Hamlet blijft voor veel literatuur-kenners een raadsel. Men kent de interpretatie van Goethe: een grote daad opgelegd aan een ziel, die tegen deze daad niet is opgewassen.
'The time is out of join; o cursed spite
That ever I was born to set it right.'
Olivier ziet het anders. Bij de aanvang van de film meldt een stem door de nevels van Elsinore
'This is the tragedy of a man who could not make up his mind.'
Hoe is die accentverschuiving gebeurd? Tussen Goethe en Olivier kwam Freud. De psycho-analist ontdekte in Hamlet het Oedipoes-complex. Men kan er over twisten of Olivier in die zin zijn ganse film heeft uitgebouwd. In houding, meubilering en stembuigingen hangt er zeker een dubbelzinnige sfeer door het werk. Ook de zin bij het begin van het drama wijst in deze richting.

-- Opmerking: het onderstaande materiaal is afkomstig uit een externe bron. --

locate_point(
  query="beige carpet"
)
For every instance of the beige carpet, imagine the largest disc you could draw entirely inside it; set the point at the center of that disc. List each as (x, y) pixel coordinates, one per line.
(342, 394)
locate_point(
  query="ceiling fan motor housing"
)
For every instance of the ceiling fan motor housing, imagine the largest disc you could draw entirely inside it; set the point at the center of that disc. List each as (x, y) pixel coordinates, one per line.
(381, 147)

John Ashworth was de eerste en tot hiertoe de enige - voor zover we weten - die deze Freudiaanse opvatting afwees. Hij publiceerde in 'Atlantic' (Mei, 1949) een studie getiteld: 'Olivier, Freud and Hamlet'. Hij toont er in aan hoe de grond van het conflict bij Hamlet geenszins ligt in zijn aarzelend karakter, maar in de onzekerheid waarin deze zich bevindt nopens de verschijning van de geest en diens opdracht. Was het wel zijn vader die verscheen? Of niet veeleer de duivel die onder zo'n mom hem wil aanzetten een onschuldige te doden? Voor de tijdgenoten van Shakespeare was dit de enige manier om Shakespeare te begrijpen. Olivier integendeel heeft het stuk geïnterpreteerd met de mentaliteit van de twintigste eeuw. Hamlet wordt een onevenwichtige. De dromerige zenuwzieke student vervangt het ideaal van de Renaissance: scholar-soldier-prince. Teksten, karakteristiek voor de schim werden weggelaten. De politiek wordt geweerd, alleen het Oedipoes-complex wordt uitgetekend, aldus Ashworth.

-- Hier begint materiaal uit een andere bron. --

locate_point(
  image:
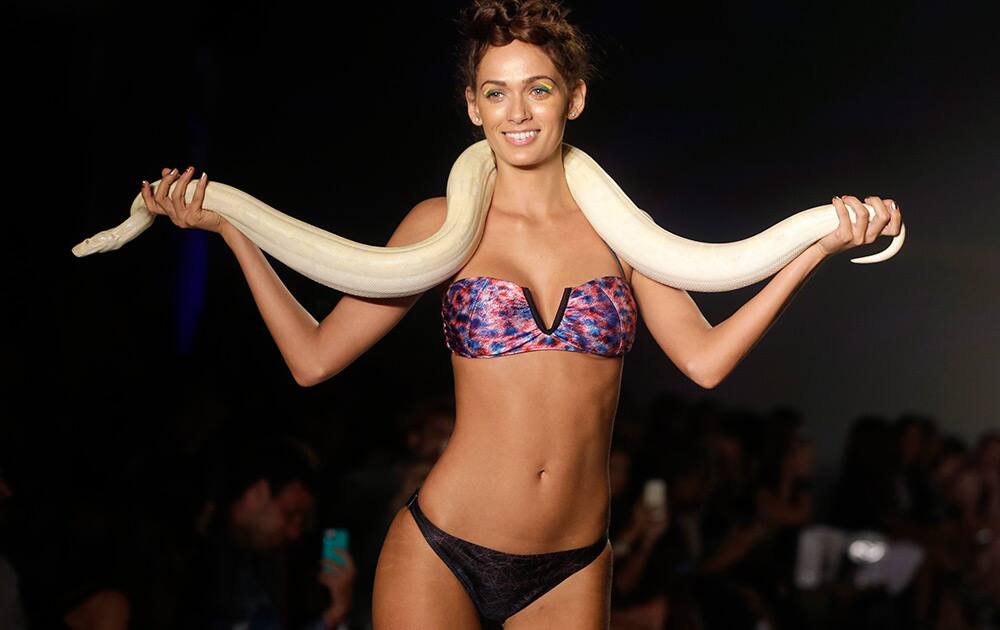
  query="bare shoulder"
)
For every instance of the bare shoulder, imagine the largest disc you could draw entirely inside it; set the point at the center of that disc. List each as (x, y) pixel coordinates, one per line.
(422, 221)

In dezelfde maand verscheen in 'La Revue Nouvelle' een studie van Prof. De Greeff 'La Névrose d'Hamlet'. De Leuvense Professor diept de interpretatie van Freud, door Jones voortgezet, verder uit: Hamlet aarzelt zijn schoonvader te doden omdat hij zich onbewust met hem vereenzelvigt. 'Hamlet rejoint la galerie des grands névropathes de l'histoire'. Hij gaat zelfs een stap verder, de laatste wellicht die kan gezet worden, en ziet in Hamlet de uitdrukking van Shakespeare's diepste persoonlijk conflict. Het is hier niet de plaats om die dubbele mening verder te onderzoeken. Alleen is van belang met betrekking tot de film de plaats nader te bepalen die de schim inneemt. Volgens Professor De Greeff hechtten de tijdgenoten van Shakespeare geen geloof aan de geesten. Ze worden door de dramaturg ten tonele gebracht om de gedragslijn van de tijdgeest voor te houden. Hamlet komt tegen die gebruikelijke moraal op. Hij zoekt de norm van zijn gedrag in zichzelf. John Ashworth beweert het tegenovergestelde. 'Hamlet, gelijk
| |
| |
de tijdgenoten van Shakespeare, gelooft niet alleen in de geesten, maar hij gelooft zelfs dat de duivel zich als schim kan vermommen.' Wat er ook van zij, en de studie van John Ashworth lijkt ons historisch het best gefundeerd, de rol van de schim conditioneert de opvatting van het stuk. Het blijkt nu wel, dat de verschijning van de geest in de film niet de centrale plaats heeft. Welke verklaring daarvoor gevonden? Liever dan esthetische beschouwingen en nieuwe hypothesen brengen we een derde document in het debat: een verklaring van Alan Dent, de scenarist van Hamlet. Ondervraagd naar enkele tekorten in het werk van zijn meester, antwoordde hij onder meer: 'De schim had meer tot haar recht moeten komen. De scènes met de geest werden trouwens de allerlaatste dagen gedraaid en in volle haast, want we moesten plaats maken in de studios. Olivier die hier komische effecten vreesde en het belachelijke wilde vermijden, heeft niet de tijd gehad om alle mogelijkheden die de camera biedt, hier te benuttigen.'
Hamlet is onafgewerkt! Het bijzonderste wellicht... ontbreekt!
| |
Frankrijk.
Frankrijk kende dit jaar deze eigenaardigheid dat vele van de meest vooraanstaande filmen eerst in de provincie werden vertoond. De zalen van Parijs zaten maandenlang volgepropt met Amerikaanse productie. De werkeloosheid in het filmbedrijf is zeer groot. De Franse film wordt niet alleen verdrongen op de vreemde markten maar zelfs op eigen bodem. De grote vraag is of de Franse film de crisis zal te boven komen zonder haar vrijheid te verliezen. De grote cineasten, Delannoy uitgezonderd, produceren weinig. Dit vindt voor een gedeelte zijn verklaring in de onafhankelijkheid die dezelfde cineasten opeisen. Zij kiezen het scenario en beslissen over de keuze der spelers. Daar deze films dan ook niet altijd commercieel beloven te zijn, worden niet gemakkelijk de nodige kapitalen gevonden.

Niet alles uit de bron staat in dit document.